Company Updates
As of September 30th, Base had $13 million in cash.
The company has repurchased over 15 million shares through its NCIB to date. Given their cash levels, they may choose to buy shares even faster through a substantial issuer bid (SIB), which acts as a tender offer to buy back a specified number of shares.
The STX Group investment fund is still in the works. Some of the contacts Base worked with at the firm have left. So, that seemed to cause some delays.
The main issue has been sourcing offtakes to reduce risk for the portfolio of projects, but the good news is that this partnership is still progressing.
Project Updates
Base expects the next issuance of credits (the fourth issuance) from Vietnam will be received before the end of Q1 2025.
As noted in the October investor call, the profits from this last tranche of credits will be split 50/50 with the project developer, SIPCO. After profit sharing, Base should get another $5 million in revenue from this issuance.
This issuance will essentially fulfill Citi's offtake for 7.4 million credits.
The company has 1.7 million carbon credits from Rwanda sitting in inventory, with the fieldwork for the next issuance set to be submitted to Verra for review in the near term.
The India reforestation project only requires an additional $3.3 million of capex. Vietnam and Rwanda do not require any further investment. So, nearly all capital commitments have been fulfilled for the company’s existing projects.
The reforestation project has now planted 6.5 million trees. According to previous guidance, the India project would start generating carbon credits in Q1 2025.
Base has not announced an investment in a new carbon project since August 2023. We can take this as a testament to either:
Management is extremely careful about what they choose to invest in.
Or there aren’t many great carbon projects to get involved with. It might be a bit of both.
Once again, management has emphasized that they’re looking into biochar, having looked at over 100 opportunities. We’ll see if anything pans out there.
CORSIA Uncertainty
I was waiting to hear more clarification about this situation before posting about it, but it seems we will not get more details on next steps until later.
On December 12th, it was announced that ICAO approved Verra for CORSIA eligibility but did not approve most existing cookstove projects, among some other project types.
The international system overseeing carbon emissions in the aviation industry, CORSIA, will likely play a significant role in carbon markets over time. Inclusion in this program would allow your carbon credits to garner a significant pricing premium.

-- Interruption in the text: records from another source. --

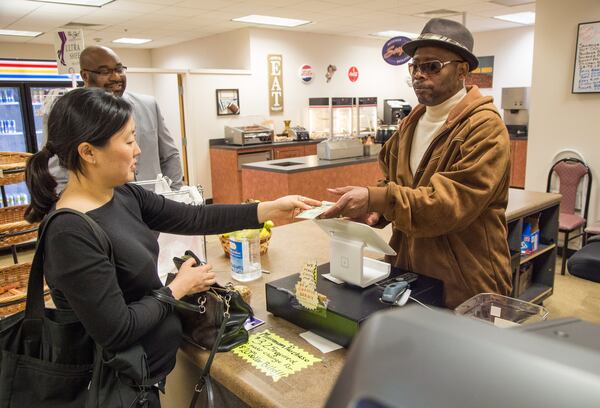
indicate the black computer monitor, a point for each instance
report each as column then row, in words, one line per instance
column 411, row 357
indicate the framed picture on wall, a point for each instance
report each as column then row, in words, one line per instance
column 228, row 102
column 586, row 73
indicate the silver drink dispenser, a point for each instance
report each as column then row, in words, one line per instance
column 515, row 103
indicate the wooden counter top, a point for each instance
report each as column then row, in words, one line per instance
column 290, row 246
column 521, row 202
column 220, row 144
column 306, row 163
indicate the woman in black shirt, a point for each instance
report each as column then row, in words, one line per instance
column 93, row 134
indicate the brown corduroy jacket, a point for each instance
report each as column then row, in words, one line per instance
column 449, row 217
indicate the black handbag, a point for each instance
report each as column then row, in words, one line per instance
column 213, row 320
column 47, row 359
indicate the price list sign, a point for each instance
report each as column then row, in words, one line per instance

For reference, according to Viridios, the vast majority of cookstove carbon credits trade for $4-8 per ton. Compare that to a recent block trade between Mercuria and HNK Alpha, which was done for 50 lots of CORSIA Phase 1 carbon credits at $24 per ton…
The pricing differential is immense. CORSIA is heavily undersupplied at the moment.
This decision to not allow the cookstove methodology negatively impacts both the Vietnam and Rwanda projects, which are currently using Verra’s VMR0006 cookstove crediting methodology.
But that doesn’t necessarily mean Base got screwed…
While VMR0006 isn’t allowed… Verra’s latest cookstove methodology, VM0050, is approved for use in the CORSIA scheme.
This means there’s still a path to Base’s credits being eligible for trading under the CORSIA platform.
It’s now up to the project developers SIPCO (Vietnam) and Del Agua (Rwanda) to decide if they want to take the time to qualify for the new methodology.
Also, remember that the number of credits issued to these projects will likely be lower if they decide to undergo more stringent requirements in VM0050. This is the same thing that happened when they originally transferred to the VMR0006 protocols.
The vast pricing differentials will likely justify swapping to the latest methodology. Still, it’s uncertain if the developers will decide to do it… and how long of a delay this will cause.
Personally, I remain optimistic, and I’m grateful to hear that Base still has a path to get included in CORSIA. Original media leaks made it sound like Base might not have had a path for inclusion at all.
Disclaimer: I’m long Base Carbon. I hold an equity position that was acquired at an average share price of $0.35. I was not compensated by the company to create this post.
The owner of Green Investing is not a licensed investment professional. Nothing produced under the Green Investing brand should be construed as investment advice. My content is made for entertainment and educational purposes. Do your own research.